Husband and wife political representatives Charles and Inez Barron may reverse commutes from Brooklyn by deciding to replace each other in the New York State legislature and the New York City Council.
Hinting an interest to argue issues from the upstate Albany legislature, Councilman Barron told a talk radio show listening audience to WBLS-FM that the possibility might be imminent.
Although he seemed reluctant to formally announce plans, Brooklyn’s East New York champion quipped jokingly about his intention saying: “Guess who’s coming to dinner, (Gov. Andrew) Cuomo?”
The councilman’s parallel to a film which starred Sydney Poitier — the first Black actor to win an Academy Award — could be interpreted to suggest that the governor should be alerted to an unexpected guest who might stop in for dinner and could stay longer.
His expiring term limit in the city Council will force him to relinquish the seat he has held in the 42nd Councilmanic District since2002.
In order to retain political influence he is considering a bid to occupy the seat his Assemblywoman spouse has held since 2009.
During his tenure, Barron ran for congress last year, mayor in 2005 and sought the second highest elected position in city government by running for public advocate.

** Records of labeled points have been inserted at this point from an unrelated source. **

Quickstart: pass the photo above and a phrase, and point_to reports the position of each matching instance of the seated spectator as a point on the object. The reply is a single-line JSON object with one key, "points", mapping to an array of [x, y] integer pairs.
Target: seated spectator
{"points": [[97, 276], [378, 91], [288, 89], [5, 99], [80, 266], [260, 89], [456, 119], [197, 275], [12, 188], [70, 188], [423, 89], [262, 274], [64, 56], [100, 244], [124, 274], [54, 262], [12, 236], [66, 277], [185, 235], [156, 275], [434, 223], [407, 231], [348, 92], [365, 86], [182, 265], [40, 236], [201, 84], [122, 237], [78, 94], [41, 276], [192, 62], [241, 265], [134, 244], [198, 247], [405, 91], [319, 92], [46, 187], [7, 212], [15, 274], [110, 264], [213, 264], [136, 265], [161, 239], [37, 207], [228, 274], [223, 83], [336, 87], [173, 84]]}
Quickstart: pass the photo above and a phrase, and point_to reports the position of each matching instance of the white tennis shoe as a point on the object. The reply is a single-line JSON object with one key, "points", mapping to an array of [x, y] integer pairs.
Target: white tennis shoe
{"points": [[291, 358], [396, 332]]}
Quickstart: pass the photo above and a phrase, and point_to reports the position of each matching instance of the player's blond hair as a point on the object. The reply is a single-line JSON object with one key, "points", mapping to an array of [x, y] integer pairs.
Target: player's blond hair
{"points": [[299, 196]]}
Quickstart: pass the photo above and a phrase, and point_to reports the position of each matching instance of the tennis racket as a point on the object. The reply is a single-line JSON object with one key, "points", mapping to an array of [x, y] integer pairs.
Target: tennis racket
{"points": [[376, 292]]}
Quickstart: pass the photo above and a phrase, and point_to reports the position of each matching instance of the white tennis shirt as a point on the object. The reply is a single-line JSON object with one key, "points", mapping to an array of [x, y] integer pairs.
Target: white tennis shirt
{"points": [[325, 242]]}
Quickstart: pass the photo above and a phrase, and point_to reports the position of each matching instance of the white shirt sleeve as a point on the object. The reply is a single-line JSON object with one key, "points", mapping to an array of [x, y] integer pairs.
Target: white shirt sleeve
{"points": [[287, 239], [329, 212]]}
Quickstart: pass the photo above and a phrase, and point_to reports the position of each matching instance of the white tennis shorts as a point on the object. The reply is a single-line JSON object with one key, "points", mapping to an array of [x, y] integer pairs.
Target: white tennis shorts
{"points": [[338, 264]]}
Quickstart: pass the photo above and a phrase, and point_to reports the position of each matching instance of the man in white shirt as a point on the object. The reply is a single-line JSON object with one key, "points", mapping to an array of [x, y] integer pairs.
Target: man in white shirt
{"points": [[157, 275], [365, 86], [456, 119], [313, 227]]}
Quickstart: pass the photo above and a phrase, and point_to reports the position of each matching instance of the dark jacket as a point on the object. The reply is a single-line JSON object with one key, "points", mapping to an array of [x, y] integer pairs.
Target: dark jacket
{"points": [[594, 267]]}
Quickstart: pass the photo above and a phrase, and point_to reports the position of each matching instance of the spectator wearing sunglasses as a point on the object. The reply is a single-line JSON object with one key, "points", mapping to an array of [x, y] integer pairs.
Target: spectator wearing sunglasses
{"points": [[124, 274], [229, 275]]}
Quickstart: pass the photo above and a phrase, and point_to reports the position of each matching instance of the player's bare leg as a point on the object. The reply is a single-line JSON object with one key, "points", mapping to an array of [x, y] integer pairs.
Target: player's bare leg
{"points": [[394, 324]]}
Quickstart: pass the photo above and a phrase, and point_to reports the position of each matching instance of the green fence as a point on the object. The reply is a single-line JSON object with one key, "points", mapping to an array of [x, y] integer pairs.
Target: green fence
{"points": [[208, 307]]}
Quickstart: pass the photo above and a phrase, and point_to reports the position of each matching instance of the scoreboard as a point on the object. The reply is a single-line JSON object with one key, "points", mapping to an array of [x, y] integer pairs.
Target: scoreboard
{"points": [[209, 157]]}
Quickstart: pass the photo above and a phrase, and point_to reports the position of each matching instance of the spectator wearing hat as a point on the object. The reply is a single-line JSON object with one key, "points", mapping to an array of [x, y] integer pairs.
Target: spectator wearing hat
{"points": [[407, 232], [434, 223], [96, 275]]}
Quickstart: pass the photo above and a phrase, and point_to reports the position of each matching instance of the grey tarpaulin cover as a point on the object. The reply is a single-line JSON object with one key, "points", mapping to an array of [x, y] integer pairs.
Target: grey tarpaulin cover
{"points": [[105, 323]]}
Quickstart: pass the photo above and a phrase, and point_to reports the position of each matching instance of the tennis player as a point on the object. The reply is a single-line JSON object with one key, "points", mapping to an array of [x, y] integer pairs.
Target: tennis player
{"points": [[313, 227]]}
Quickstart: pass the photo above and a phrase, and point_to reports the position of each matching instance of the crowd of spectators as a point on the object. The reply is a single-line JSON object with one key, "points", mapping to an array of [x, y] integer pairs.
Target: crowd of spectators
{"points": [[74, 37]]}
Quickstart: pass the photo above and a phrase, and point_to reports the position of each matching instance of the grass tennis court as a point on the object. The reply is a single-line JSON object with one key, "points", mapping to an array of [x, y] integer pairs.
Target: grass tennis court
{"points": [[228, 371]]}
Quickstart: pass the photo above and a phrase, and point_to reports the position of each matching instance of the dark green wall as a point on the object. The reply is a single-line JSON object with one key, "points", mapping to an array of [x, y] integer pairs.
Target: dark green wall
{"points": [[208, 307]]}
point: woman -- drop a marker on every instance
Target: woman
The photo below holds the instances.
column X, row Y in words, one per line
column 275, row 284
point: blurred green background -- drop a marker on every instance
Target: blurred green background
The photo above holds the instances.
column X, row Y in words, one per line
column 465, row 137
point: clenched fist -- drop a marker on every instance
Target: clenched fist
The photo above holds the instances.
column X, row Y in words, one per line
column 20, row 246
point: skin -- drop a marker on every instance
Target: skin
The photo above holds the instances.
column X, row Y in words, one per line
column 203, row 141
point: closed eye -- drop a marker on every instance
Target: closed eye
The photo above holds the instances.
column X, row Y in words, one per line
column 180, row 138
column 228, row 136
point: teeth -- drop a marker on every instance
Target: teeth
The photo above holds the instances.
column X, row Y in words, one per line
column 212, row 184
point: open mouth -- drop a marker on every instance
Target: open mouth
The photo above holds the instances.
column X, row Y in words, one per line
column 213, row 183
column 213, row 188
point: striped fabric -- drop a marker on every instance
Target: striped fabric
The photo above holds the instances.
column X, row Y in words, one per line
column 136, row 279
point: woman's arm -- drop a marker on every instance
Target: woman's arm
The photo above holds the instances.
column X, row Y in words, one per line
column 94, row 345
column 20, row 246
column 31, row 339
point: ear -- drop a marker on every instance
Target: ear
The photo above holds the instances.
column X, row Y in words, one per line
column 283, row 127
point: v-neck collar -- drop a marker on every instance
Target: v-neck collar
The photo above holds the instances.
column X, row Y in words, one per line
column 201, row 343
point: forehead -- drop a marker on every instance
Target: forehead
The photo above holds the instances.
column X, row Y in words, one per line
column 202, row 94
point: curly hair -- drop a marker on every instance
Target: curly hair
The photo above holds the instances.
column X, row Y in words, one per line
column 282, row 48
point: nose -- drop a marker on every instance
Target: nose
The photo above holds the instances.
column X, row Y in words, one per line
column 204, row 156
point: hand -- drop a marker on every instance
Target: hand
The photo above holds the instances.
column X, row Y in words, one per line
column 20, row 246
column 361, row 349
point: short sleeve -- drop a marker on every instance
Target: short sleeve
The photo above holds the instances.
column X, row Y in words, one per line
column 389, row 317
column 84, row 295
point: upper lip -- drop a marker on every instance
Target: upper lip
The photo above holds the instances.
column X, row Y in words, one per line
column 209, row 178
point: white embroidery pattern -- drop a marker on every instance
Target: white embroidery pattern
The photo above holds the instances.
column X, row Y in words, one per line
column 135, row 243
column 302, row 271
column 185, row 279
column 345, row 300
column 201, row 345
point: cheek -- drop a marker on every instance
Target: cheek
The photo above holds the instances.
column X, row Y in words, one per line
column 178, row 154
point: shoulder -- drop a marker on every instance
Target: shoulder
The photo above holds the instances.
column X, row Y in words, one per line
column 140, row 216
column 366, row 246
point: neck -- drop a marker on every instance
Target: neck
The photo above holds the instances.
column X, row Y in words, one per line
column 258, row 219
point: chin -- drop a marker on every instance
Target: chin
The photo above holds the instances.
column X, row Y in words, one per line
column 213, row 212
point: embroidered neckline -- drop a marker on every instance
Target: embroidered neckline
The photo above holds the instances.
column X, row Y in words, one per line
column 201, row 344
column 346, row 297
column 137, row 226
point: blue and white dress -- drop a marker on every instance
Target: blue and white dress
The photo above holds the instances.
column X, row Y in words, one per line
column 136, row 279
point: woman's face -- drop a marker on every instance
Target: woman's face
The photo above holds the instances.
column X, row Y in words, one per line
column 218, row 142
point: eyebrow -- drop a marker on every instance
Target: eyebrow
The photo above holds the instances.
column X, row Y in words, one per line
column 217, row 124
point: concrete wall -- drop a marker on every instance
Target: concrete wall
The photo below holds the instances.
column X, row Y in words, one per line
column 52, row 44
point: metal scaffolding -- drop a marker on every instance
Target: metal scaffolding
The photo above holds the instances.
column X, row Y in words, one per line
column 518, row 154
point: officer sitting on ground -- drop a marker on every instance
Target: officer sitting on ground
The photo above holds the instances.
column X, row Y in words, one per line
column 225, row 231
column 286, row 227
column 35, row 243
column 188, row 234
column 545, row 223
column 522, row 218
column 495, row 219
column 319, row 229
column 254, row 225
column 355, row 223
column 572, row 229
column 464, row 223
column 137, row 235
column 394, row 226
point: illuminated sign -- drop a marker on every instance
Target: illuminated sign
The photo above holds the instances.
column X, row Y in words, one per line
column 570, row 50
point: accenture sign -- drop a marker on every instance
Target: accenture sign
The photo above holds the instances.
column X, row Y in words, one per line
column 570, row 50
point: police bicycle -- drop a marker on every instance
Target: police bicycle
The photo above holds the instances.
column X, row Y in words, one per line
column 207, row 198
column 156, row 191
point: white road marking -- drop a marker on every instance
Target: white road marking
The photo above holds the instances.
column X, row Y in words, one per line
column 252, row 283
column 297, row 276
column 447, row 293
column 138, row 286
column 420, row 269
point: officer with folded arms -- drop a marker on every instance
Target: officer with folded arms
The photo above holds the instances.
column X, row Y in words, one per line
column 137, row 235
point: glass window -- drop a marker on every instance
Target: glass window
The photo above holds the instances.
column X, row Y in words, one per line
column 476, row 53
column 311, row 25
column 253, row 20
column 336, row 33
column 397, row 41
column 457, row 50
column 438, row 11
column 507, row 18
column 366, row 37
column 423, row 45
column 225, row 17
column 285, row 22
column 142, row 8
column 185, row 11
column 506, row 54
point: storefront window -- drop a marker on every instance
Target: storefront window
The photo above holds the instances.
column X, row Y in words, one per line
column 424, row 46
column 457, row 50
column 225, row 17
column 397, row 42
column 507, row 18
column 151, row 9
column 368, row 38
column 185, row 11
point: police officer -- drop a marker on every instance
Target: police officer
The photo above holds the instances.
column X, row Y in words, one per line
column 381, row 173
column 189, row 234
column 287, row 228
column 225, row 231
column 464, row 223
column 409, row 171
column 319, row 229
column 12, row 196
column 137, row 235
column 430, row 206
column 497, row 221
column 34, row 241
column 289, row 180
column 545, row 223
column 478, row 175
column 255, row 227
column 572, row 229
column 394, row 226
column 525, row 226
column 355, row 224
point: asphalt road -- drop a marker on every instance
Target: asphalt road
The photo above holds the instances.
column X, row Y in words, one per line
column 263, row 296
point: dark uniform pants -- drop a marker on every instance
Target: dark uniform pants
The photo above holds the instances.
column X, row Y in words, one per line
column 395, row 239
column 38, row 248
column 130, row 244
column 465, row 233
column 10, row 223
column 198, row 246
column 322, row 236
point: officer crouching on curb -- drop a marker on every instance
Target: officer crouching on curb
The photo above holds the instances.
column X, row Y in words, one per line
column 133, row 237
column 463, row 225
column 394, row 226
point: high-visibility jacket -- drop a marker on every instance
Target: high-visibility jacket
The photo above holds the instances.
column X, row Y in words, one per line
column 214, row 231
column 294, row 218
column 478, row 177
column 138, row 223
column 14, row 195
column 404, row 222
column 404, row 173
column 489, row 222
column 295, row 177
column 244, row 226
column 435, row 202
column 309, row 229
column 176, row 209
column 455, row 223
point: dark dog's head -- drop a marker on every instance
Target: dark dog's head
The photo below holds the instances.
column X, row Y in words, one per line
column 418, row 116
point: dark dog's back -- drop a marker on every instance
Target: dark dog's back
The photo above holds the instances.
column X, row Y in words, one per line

He also made a bid for president of Kings County.
If the councilman so decides, a special election would be called to re-seat a representative in the 60th AD.
The councilmember said he will formally announce a decision that could find the pair exchanging vantage while retaining power slots to decide New York law.
Thespians Laud 100-Year-Old Lensman
Three of Hollywood’s most accomplished thespians recently engaged specially invited guests and shoppers inside Macy’s Department during a Black History Month tribute to film and photo legend Gordon Parks.
Actors Malik Yoba, Omari Hardwick and actress Malinda Williams engaged guests in spirited discussions about one of America’s most reputed media icons during a program titled “In Conversation.”
The discussion focused on Park’s influence on films and also questioned the future of African American cinema.
Presented by the mid-town, Manhattan, store, the event was hosted in conjunction with the Gordon Parks Foundation and the American Black Film Festival.
Libations and live music were also integrated into the presentation which commemorated the 100th anniversary of his birth.
Lucky shoppers in the alleged world’s largest department store were treated to a commemorative journal which featured photos taken by the renowned photographer.